Managing our data using BigQuery, dbt and Github Actions
Tom Phillips • 2 March 2022
Tom Phillips • 2 March 2022
One of the first data engineering projects at Centre for Net Zero was setting up a data warehouse for the research team. Data cleaning is time consuming so we wanted to make the process of working with data as efficient as possible. We also wanted data testing capability, so we can trust our data and change models without fear of breaking them.
We decided on a modern extract-load-transform (ELT) workflow using BigQuery for our cloud data warehouse and dbt to transform the data within it. In this blog post we want to share our set-up dbt and automated it using Github Actions.
Our dbt project is on Github, so you can explore it for yourself and follow along with the links below.
We adopted the dbt project structure used by dbt Labs. Data flows through three distinct phases. First, tables loaded into the data warehouse are defined as sources. Next, sources are transformed into staging models. Finally, staging models become marts models.
Staging models are organised by data source. Staging models clean up sources and make them available for further use. Usually there is a one-to-one relationship between a source and staging model. Cleaning a dataset once saves a lot of time.
Marts are organised by research project. Inside marts are dimension models, which are tables where each row represents a “thing” and the columns are its attributes.
Google Cloud Platform organises resources by project. We use two projects for our data warehouse: production and development. Production is our source of truth, so we don’t want it littered with models that are works-in-progress.

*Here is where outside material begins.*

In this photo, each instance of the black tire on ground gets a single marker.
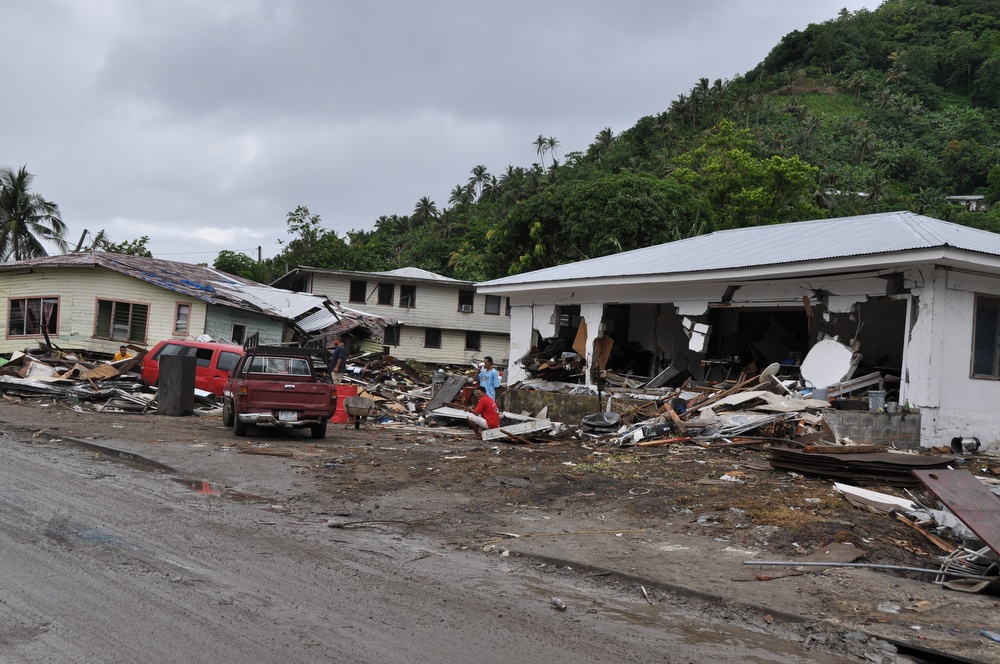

We load datasets into BigQuery in the production project. So dbt can find them there, we specify the production project in the source configuration file of every source. In our local dbt profile we specify the development project.

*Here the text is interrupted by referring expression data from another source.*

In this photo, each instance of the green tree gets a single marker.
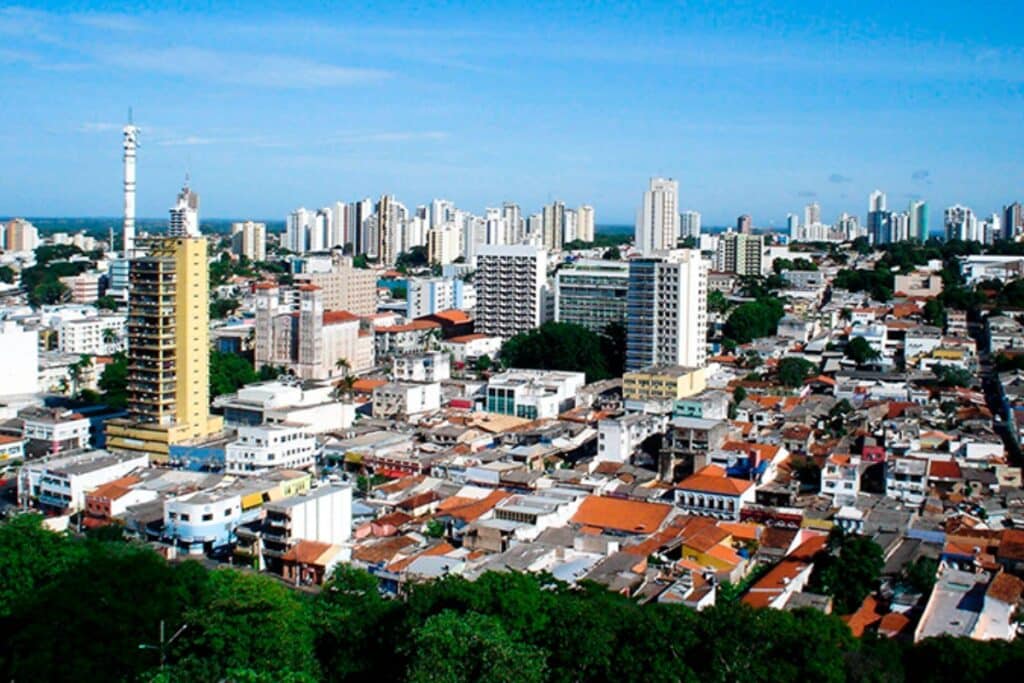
(471, 647)
(848, 569)
(859, 350)
(794, 371)
(114, 382)
(232, 628)
(228, 373)
(754, 319)
(557, 346)
(221, 308)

When we run dbt locally, dbt reads source datasets from the production project but creates models in the development project. Within the development project, datasets are prefixed by the creator’s initials, so we don’t have any conflicts between users.
We use access control to make the production project read-only. Users have read-and-write permissions for the development project.
How do we get new models into production? We use Github Actions. The Github Actions runner is authenticated with a service account that, unlike everyone else, has write permissions for the production project.
When someone opens a PR, Github Actions starts the pull request workflow. This runs dbt against the development project. Instead of the creator’s initials, the schema is set to the short SHA of the last commit on the branch. Then we test everything except sources. If the tests fail, we find the dataset in the development project using the SHA and debug the problem.
Once tests have passed and the pull request is merged, Github Actions starts the main branch workflow. Here everything is run in the production project. First all the sources are tested to check that the data is as we expect, then dbt runs all the models, and finally tests everything except the sources. We do this so that we don’t create models on top of incorrect data.
Here I’ve explained how we organise our dbt project and configure dbt to use two Google Cloud projects for production and development environments. As our data warehouse grows we will see how our workflows scale (users with larger data warehouses might want to consider only running models that have changed). Our team is very happy with the setup so far – if you’re thinking about building a similar data warehouse, we encourage you to fork our repo and try it out for yourself.